Due to their nature of carrying off anything that moves, driver ants are, in some cases, considered a useful addition to the area. As long as you keep your toes (and your chickens) away from them, they can clear your farm of pests very efficiently, without harming any of your crops.

They’re also welcome in some houses, as a means to remove snakes, cockroaches and other pests. In some cultures they are collected in a pot in their thousands and released into the grasses that make the roof of the house to remove termites.

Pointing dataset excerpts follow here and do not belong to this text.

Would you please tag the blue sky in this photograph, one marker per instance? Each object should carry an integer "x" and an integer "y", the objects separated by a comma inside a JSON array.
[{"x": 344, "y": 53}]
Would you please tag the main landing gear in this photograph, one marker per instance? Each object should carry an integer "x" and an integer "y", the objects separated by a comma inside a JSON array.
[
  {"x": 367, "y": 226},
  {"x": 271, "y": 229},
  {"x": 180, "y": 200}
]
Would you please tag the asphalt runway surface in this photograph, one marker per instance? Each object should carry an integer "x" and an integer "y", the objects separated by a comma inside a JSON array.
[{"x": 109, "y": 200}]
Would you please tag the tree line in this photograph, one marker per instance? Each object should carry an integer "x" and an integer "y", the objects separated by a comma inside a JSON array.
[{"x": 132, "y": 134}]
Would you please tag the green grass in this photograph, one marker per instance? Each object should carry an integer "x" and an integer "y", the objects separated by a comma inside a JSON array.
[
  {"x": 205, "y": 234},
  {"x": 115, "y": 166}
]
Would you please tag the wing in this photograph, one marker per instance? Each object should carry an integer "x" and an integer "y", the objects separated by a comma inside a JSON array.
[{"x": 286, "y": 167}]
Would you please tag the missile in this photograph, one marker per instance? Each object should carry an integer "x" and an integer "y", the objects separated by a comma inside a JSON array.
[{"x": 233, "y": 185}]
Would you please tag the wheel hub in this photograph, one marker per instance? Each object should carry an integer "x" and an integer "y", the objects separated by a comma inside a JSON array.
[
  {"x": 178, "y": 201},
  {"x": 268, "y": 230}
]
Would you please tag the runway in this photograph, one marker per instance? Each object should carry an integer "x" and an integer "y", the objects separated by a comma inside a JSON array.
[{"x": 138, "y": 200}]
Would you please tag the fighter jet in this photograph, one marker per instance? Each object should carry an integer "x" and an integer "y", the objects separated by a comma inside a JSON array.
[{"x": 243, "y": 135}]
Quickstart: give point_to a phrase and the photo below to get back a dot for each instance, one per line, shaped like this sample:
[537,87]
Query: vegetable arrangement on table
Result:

On the other hand, some cultures see these raids as a punishment or form of witchcraft. 3

10. They may function as field stitches

It is said that certain communities traditionally use the enormous mandibles of these ants to close wounds, much in the way that surgical staples are used in modern medicine.

This may or may not be true, but it’s not recommended; predators tend to carry with them plenty of nasty bacteria in their mouthparts and don’t practice the same level of oral hygiene as you hopefully do, so injecting those mouthparts into an open wound may not be very sensible.

Driver Ant Fact-File Summary

Scientific Classification

Kingdom: Animalia
Phylum: Arthropoda
Class: Insecta
Order: Hymenoptera
Family: Formicidae
Genus: Dorylus
Type Species:
Vespa helvola

Fact Sources & References

  1. HENNING B RUELAND (1995), “University of Florida Book of Insect Records Chapter 18 Highest Lifetime Fecundity“, University of Bergen.
  2. Daniel J. C. Kronauer (2010), “Colony fusion and worker reproduction after queen loss in army ants“, National Library of Medicine.
  3. Arnold Van Huis (2020), “Cultural aspects of ants, bees and wasps and their products in sub-
    Saharan Africa”, Research Square.